- Born: Kabelo Sello Duiker 13 April 1974 Orlando, Soweto, South Africa
- Died: 19 January 2005 (aged 30) Northcliff, Johannesburg, South Africa
- Occupation: Novelist
- Writing career
- Notable works: Thirteen Cents (2000) The Quiet Violence of Dreams (2001)
- Notable awards: Commonwealth Writers Prize; Herman Charles Bosman Prize

= K. Sello Duiker =

South African writer (1974–2005)

Kabelo Sello Duiker (13 April 1974 – 19 January 2005) was a South African novelist. His debut novel, Thirteen Cents, won the 2001 Commonwealth Writers Prize for Best First Book, Africa Region. His second novel, The Quiet Violence of Dreams, won the 2002 Herman Charles Bosman Prize. He also worked in advertising and as a screenwriter.

==Life==
Duiker, the eldest of three brothers, was born in Orlando West, Soweto, and raised in Soweto at the height of apartheid by middle-class university-educated parents. Sent out of the township to attend a Catholic primary school from grade 5, he went first to La Salle College until grade 7 and in his early high school years he was sent on to Redhill School, an elite institution where he was one of the very few black pupils. Duiker was schooled at the height of Apartheid, which influenced him greatly. He spent two years in England as a sixth-form student at Huntington School, York, before returning to South Africa to attend university, where he studied copy-writing. He worked for an advertising company, before scriptwriting for the soapie Backstage. Duiker received a degree in journalism from Rhodes University, and also briefly studied at the University of Cape Town. Duiker used drugs such as LSD, marijuana and others. After his expulsion from college, he was institutionalized at a psychiatric hospital. After release, he wrote his debut novel, Thirteen Cents, in two months.

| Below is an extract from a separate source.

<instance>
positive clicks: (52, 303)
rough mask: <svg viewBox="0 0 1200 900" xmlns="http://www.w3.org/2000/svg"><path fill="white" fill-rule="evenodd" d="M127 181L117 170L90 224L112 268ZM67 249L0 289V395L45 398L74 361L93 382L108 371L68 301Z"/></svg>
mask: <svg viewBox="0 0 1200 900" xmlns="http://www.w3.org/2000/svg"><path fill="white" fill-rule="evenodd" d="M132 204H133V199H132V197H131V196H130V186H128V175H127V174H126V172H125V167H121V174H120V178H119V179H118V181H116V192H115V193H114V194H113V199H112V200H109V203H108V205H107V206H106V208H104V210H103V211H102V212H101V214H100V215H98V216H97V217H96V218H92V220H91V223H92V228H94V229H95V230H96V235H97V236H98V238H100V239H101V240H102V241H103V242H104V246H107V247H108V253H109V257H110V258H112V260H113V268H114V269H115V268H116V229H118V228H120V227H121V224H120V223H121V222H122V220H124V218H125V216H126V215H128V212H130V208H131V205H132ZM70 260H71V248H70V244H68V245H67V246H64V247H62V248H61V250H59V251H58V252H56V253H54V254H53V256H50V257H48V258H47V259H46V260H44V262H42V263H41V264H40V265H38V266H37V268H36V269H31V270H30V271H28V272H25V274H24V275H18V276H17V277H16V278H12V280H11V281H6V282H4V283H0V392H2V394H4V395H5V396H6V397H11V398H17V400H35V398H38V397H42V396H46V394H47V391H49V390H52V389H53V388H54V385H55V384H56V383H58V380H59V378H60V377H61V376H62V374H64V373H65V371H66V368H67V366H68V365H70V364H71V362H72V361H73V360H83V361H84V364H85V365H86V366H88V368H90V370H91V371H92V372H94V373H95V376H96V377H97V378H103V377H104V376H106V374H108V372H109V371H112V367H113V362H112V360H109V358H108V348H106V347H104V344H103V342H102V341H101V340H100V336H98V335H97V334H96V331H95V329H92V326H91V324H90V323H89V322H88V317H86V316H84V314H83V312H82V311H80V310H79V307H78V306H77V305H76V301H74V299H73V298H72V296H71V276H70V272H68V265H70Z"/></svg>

He suffered a nervous breakdown in 2004, prior to committing suicide by hanging himself in Northcliff, Johannesburg, in January 2005. It is speculated that he had bipolar disorder or borderline schizophrenia. Duiker was working as a commissioning editor at the SABC at the time of his death. He had gone off his medication as he believed that it was suppressing his creativity. A month before his death Duiker read the eulogy at the funeral of fellow young novelist Phaswane Mpe, who had died of a mysterious illness shortly after entering initiation to become a traditional healer.

== Thirteen Cents ==
Thirteen Cents was published in 2000 by David Philip Publishers. The novella is written from the perspective of Azure, a black street child with blue eyes in Cape Town. Azure experiences gangsterism, the sex trade and alienation due to his unusual appearance. The novel is an example of magical realist style as it also possesses mythical, post apocalyptic content. The novella is said to be inspired by The Famished Road (1991) by Ben Okri, whose protagonist is named Azaro.

== The Quiet Violence of Dreams ==
The Quiet Violence of Dreams was published in 2001 by Kwela Books. The novel features the university student, Tshepo, who begins the novel in a mental hospital. The novel tracks his experience as a sex worker at a gay massage parlour that serves mostly white clients.

== The Hidden Star ==
The Hidden Star was published posthumously in 2006 by Random House Struik. The novel was the author's last and is a magical realist tale featuring the young protagonist, Nolitye, who discovers a magical stone in her township.

== Bibliography ==
- "Thirteen Cents" (2000)
- The Quiet Violence Of Dreams, Kwela Books, 2001, ISBN 978-0-7957-0120-7
- "When You Least Expect It", Modern South African Stories, Stephen Gray (ed), A.D. Donker, 2002, ISBN 978-0-86852-226-5
- The Hidden Star Umuzi, 2006, ISBN 9781415200032
- K Sello Duiker's The Quiet Violence of Dreams: adapted for the stage, Junkets Publisher, 2010, ISBN 978-0-620-48153-3

==Academic analysis of Duiker's writing==
- Adebiyi-Adelabu, Kazeem. "Sex, Sexuality and Power Relation in K. Sello Duiker’s Thirteen Cents and The Quiet Violence of Dreams." Ibadan Journal of English Studies 7 (2018):397-412.
- Demir, D., Moreillon, O. & Muller, A. 2015. In Search of a ‘Rock Star’: Commemorating Kabelo Sello Duiker’s Life and Work Ten Years on. Current Writing: Text and Reception in Southern Africa. 27(1):26–37. DOI: 10.1080/1013929X.2015.1045206.
- Kirton-Els, Teneille. Dreams, Sexuality and Fantasy: A Psychoanalytic Reading of K. Sello Duiker's Novel. PhD diss., University of Fort Hare, 2013.